Not everything matters equally, and that changes over time. When Google shifts what it cares about, I adjust the scoring and priorities inside the scanner.

It's not static.

WHAT HAPPENED

It removed the need for multiple tools completely.

Instead of running five different scans and trying to combine them, everything shows up in one report.

It's faster, cleaner, and gives a more complete picture of what's actually going on.

Because it's pulling directly from Google where possible, the data reflects real-world signals, not just assumptions.

WHAT DIDN'T WORK

It's not perfect.

The weighting isn't always right and gets adjusted over time.
Sometimes things show up slightly off and need tuning.

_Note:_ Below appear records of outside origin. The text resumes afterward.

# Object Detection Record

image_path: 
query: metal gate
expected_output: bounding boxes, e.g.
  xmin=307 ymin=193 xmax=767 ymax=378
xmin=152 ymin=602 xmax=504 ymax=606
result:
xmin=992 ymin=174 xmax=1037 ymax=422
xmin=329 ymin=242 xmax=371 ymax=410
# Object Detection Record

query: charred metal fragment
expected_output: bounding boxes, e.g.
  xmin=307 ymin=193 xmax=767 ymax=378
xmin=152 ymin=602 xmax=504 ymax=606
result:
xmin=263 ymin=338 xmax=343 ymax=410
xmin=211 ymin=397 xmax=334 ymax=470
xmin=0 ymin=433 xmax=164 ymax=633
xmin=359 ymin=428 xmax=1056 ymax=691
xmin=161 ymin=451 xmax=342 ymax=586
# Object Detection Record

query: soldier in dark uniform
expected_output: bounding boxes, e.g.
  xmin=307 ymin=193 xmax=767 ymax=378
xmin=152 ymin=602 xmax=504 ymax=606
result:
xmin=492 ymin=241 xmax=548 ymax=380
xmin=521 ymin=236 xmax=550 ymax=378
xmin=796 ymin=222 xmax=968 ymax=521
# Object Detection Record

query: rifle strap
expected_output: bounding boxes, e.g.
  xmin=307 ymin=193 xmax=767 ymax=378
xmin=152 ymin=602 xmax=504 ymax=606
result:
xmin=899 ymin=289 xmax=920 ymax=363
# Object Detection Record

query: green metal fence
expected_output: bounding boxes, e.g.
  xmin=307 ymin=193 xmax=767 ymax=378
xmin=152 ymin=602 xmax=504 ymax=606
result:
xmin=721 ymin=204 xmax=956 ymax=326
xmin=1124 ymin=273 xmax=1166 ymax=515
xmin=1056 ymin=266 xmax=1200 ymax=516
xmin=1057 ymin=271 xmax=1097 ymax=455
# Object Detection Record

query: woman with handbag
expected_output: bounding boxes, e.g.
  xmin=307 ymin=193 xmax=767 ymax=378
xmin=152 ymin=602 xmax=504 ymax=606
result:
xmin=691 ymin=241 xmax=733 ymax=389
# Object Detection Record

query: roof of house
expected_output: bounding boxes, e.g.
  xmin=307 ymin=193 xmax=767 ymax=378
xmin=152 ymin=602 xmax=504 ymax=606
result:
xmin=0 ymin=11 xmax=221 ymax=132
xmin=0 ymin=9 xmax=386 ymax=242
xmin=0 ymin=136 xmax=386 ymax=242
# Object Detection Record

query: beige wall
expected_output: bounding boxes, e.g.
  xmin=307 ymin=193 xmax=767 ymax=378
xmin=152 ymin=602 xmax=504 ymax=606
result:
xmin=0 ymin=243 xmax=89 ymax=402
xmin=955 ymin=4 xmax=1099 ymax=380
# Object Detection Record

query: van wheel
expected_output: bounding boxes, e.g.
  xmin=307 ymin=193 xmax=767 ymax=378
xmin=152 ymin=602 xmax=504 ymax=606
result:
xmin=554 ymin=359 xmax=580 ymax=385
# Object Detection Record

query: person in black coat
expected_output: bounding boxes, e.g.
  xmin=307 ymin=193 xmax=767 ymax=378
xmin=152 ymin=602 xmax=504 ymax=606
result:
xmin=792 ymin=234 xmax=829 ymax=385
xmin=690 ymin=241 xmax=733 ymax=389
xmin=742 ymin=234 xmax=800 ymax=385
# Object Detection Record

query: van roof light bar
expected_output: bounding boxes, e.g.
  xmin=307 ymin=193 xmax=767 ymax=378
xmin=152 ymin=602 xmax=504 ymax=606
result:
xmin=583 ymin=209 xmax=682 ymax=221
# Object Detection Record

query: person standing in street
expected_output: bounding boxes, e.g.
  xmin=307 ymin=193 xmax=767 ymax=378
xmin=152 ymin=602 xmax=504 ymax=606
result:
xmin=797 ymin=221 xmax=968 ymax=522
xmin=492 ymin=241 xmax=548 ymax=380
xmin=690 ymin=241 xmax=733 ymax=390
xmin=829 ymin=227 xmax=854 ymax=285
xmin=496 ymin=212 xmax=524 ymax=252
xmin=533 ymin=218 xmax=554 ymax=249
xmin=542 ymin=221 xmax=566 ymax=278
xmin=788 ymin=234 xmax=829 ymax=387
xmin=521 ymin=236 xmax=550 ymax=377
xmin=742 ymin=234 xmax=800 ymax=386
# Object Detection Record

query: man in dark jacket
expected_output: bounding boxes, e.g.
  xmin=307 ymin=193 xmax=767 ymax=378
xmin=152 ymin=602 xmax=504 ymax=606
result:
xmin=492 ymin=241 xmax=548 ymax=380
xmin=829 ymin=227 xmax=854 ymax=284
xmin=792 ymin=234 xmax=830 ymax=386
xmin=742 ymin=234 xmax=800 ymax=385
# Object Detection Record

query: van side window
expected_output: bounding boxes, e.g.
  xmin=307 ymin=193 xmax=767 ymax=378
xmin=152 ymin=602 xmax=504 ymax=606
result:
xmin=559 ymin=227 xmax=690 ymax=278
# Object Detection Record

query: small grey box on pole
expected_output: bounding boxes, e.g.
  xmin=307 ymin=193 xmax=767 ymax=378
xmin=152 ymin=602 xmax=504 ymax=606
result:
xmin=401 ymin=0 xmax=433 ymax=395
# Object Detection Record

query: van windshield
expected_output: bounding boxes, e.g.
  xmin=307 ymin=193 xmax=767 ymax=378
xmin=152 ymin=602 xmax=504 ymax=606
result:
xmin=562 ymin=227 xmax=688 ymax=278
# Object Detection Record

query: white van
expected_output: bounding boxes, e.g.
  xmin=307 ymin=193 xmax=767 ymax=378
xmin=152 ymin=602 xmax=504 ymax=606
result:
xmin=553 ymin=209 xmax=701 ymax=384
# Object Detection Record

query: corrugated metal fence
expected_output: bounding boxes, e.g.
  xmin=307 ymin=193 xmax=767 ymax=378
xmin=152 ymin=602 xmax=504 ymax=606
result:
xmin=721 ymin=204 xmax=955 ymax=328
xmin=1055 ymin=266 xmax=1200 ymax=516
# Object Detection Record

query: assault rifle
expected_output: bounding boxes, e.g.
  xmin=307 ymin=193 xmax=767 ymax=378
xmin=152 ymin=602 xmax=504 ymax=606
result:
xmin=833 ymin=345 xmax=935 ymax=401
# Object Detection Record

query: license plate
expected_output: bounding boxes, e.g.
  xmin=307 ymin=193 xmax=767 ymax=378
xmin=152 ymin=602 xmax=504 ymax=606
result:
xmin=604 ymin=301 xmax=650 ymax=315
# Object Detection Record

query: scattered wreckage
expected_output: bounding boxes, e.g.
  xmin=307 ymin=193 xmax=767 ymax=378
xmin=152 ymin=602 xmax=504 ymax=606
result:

Also, this level of depth can be overkill for someone who just wants a quick answer.

CURRENT STATE

Live and free to use.

No signup. No email required.

I built it to be used, not gated.

It's gone through a major overhaul, expanding from around 80 checks to 155.

Still evolving as standards change.

05

Klear Notes

WHY I BUILT IT

I got tired of trying to keep everything in my head or scattered across random notes.

Half the time it's just a brain dump. "I need to do this, this, this… pick this up… don't forget that…"

Most note apps don't handle that well. You either structure everything manually or it just turns into a mess you don't go back to.

I didn't want to organize notes. I wanted to just say what I needed and have it make sense automatically.

So I built something that does that.

WHAT I BUILT

An AI note taker that organizes things as you dump them in.

You can throw in a messy list like:
"I need to do this, buy this, don't forget that…"

And it sorts everything into:
Tasks
Shopping lists
General notes

No formatting. No thinking about structure.

Just input → organized output.

WHAT HAPPENED

I use it every day.

It removes the friction of trying to organize thoughts while you're having them.

Instead of stopping to structure things, you just get it out and let the system handle it.

A few friends are using it too, same way.

WHAT DIDN'T WORK

It's not fully pushed through Google's requirements yet.

So it's not a polished, public app sitting in the store.

Also not really built with monetization in mind.

CURRENT STATE

Functional and used daily.

Technically available, but still in testing stages.

Might take it further and push it through Google properly at some point… might not.

Right now it does exactly what I need it to do.